Melalui naskah yang disusun Evelyn Afnilia, penonton disuguhi gambaran keluarga yang sangat akrab dengan keseharian masyarakat Indonesia. Sosok Arga digambarkan sebagai pemuda yang harus menelan sindiran pedas dari kerabat, terutama Tante Yuli yang diperankan Sarah Sechan, mengenai status penganggurannya. Tekanan tersebut semakin berat karena ayahnya yang diperankan Ariyo Wahab baru saja kehilangan pekerjaan, sementara usaha warung mie ayam ibunya yang diperankan Lulu Tobing tidak mengalami kemajuan signifikan.
Karakter Arga tampil manusiawi dengan segala kekurangannya, termasuk saat ia merasa bingung dalam mencari pekerjaan hingga ditegur oleh dua sahabatnya, Fanny dan Wicak. Namun, suasana berubah penuh haru ketika Arga akhirnya diterima bekerja di perusahaan properti dan berhasil meningkatkan saldo tabungannya secara drastis, sebuah momen yang berhasil memancing reaksi emosional penonton.
Kekuatan film ini terletak pada jajaran pemainnya yang mampu menghantarkan rasa dengan apik. Ekspresi pahit-manis dari Ardit Erwandha, reaksi haru Lulu Tobing saat menerima gaji pertama putranya, hingga pelukan emosional dari Niniek L. Karim sebagai nenek, menjadi poin penting dalam membangun kedekatan dengan penonton kelas menengah.
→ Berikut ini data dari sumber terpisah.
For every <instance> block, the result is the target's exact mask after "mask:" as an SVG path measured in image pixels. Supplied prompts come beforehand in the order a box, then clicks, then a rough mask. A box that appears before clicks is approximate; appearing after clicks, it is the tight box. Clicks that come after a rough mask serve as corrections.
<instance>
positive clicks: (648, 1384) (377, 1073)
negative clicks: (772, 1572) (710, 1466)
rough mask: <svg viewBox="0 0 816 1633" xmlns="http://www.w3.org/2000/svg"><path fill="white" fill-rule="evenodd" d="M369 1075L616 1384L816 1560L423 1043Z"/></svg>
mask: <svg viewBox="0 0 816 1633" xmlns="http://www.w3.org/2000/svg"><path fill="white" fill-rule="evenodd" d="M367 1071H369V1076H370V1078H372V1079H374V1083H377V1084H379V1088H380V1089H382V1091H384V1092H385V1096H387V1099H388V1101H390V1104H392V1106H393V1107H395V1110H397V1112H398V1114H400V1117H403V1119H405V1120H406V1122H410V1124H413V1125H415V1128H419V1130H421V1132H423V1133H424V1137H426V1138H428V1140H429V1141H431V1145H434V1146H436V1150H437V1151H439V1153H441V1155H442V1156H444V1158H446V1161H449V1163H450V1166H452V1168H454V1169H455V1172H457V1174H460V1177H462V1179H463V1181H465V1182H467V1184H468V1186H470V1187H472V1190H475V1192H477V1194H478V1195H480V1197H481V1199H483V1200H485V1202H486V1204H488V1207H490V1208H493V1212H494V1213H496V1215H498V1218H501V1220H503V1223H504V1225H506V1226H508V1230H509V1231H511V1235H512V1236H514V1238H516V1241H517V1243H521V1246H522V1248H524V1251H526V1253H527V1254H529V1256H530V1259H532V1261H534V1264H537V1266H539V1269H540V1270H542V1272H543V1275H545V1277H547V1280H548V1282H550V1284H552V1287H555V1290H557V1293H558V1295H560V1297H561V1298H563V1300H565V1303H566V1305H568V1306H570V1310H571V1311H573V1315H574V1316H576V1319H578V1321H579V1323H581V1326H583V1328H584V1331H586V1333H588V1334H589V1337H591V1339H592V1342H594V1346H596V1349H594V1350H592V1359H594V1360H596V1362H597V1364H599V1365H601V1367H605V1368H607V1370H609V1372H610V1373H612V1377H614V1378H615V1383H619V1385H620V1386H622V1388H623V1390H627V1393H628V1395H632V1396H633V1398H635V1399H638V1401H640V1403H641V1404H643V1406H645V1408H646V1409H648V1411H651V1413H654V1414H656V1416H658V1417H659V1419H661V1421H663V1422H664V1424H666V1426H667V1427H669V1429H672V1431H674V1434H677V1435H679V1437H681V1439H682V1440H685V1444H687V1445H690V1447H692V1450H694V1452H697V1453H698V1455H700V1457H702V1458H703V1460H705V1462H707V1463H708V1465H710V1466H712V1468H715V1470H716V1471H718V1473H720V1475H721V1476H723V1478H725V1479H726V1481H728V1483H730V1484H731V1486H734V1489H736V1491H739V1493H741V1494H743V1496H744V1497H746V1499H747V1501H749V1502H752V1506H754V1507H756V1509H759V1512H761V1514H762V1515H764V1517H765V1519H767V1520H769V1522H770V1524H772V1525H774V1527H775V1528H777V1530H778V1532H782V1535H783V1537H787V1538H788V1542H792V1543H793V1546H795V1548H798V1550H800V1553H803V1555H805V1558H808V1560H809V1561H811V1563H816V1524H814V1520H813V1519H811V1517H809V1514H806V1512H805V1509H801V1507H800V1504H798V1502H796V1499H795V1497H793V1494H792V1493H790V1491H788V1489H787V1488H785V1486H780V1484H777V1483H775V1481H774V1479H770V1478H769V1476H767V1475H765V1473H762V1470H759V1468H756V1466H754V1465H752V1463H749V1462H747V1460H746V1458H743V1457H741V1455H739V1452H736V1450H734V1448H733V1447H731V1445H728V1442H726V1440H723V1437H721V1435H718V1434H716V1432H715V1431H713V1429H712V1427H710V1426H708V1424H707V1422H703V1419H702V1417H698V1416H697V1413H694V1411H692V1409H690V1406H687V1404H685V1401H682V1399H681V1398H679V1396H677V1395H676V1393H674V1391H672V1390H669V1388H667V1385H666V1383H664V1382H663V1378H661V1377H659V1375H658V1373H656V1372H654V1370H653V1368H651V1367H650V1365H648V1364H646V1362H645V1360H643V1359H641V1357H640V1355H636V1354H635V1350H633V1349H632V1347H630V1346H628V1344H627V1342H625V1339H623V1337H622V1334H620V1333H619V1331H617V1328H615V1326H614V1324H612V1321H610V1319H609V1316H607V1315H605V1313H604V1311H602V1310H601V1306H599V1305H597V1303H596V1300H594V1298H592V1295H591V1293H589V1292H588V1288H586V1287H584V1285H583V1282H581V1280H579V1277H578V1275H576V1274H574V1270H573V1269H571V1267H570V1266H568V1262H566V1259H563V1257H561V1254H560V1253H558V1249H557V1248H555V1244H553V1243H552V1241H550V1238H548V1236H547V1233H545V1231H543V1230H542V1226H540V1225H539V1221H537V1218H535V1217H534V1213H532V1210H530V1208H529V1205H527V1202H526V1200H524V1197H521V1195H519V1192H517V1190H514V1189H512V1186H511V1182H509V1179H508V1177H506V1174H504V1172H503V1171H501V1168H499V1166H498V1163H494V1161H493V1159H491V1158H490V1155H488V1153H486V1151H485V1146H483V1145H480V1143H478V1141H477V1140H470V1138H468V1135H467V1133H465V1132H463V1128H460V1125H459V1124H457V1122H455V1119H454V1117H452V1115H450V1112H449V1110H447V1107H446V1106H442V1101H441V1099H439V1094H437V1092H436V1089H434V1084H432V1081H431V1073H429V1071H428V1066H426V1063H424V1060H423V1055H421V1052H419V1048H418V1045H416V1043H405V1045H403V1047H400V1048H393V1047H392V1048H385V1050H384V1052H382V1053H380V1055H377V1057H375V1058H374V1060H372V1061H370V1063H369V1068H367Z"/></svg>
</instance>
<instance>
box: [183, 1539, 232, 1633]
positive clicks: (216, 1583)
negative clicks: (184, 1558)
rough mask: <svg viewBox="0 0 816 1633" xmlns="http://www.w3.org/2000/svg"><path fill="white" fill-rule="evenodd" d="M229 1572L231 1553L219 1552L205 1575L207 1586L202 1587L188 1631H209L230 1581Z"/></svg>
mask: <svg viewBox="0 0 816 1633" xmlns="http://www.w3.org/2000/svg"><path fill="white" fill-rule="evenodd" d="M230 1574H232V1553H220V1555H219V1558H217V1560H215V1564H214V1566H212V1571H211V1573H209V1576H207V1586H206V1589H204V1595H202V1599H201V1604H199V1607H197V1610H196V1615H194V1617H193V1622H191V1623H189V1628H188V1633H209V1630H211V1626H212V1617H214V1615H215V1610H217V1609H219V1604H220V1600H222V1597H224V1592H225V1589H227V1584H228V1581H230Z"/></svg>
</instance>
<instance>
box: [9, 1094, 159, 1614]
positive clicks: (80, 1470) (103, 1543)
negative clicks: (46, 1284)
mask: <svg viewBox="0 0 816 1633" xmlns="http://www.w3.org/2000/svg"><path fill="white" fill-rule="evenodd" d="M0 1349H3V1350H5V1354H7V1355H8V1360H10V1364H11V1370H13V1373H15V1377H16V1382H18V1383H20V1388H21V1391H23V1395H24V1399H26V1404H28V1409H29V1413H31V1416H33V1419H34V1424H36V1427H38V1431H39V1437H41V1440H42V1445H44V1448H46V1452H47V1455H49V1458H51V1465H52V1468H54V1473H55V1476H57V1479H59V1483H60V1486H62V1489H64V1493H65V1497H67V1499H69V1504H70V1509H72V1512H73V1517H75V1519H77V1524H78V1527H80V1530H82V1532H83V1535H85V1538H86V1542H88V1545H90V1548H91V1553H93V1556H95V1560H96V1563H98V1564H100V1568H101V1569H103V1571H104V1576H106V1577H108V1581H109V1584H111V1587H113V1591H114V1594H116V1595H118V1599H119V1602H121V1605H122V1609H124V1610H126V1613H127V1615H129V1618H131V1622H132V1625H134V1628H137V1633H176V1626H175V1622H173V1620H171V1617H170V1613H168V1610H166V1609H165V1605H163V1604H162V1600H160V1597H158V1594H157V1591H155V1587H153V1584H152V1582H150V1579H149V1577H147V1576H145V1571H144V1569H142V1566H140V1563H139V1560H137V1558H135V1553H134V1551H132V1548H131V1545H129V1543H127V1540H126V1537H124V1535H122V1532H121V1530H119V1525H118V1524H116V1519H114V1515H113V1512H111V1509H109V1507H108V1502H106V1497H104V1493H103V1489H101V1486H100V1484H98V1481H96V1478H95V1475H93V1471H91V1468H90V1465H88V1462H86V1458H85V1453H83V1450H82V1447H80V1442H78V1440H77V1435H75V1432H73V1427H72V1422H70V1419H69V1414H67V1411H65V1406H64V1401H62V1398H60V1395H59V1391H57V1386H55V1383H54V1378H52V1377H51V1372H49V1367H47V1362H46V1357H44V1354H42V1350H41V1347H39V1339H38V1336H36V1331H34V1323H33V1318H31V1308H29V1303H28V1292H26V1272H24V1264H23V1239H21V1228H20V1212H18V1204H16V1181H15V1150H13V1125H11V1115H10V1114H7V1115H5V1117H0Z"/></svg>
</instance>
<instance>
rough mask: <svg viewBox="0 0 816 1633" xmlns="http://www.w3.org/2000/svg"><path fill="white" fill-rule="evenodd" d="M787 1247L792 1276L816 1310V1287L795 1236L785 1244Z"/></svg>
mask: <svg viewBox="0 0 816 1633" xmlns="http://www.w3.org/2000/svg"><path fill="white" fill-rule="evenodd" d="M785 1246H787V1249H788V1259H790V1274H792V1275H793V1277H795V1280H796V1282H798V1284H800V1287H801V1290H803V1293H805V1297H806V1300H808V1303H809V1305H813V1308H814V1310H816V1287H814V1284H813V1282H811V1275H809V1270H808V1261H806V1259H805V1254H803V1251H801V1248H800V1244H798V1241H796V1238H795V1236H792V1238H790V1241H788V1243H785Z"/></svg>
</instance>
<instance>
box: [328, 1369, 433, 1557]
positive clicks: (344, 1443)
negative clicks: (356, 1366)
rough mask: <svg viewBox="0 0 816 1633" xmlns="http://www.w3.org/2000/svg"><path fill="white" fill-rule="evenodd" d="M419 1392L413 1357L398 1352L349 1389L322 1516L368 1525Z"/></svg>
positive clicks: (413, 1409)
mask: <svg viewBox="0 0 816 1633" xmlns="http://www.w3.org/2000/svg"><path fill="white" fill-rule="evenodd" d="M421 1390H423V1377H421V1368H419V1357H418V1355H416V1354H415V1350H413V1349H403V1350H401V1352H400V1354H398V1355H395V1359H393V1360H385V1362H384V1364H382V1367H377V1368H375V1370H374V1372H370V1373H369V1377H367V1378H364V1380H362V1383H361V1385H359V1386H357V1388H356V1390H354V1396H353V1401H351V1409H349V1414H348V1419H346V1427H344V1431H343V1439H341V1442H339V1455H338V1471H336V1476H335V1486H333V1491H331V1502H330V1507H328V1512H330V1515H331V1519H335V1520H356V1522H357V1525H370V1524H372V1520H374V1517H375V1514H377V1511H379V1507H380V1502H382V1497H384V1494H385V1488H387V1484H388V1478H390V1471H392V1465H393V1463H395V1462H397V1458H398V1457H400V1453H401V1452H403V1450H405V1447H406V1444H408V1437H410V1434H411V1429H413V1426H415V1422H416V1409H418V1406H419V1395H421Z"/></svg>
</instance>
Meskipun terdapat beberapa catatan mengenai resolusi konflik di bagian akhir yang dianggap terlalu bergantung pada kebetulan, film ini tetap dinilai sebagai tontonan yang tepat untuk dinikmati bersama keluarga. Tunggu Aku Sukses Nanti berhasil merangkum kenangan suka dan duka dalam momen Idul Fitri melalui tetesan air mata dan senyum syukur sang tokoh utama di penghujung cerita.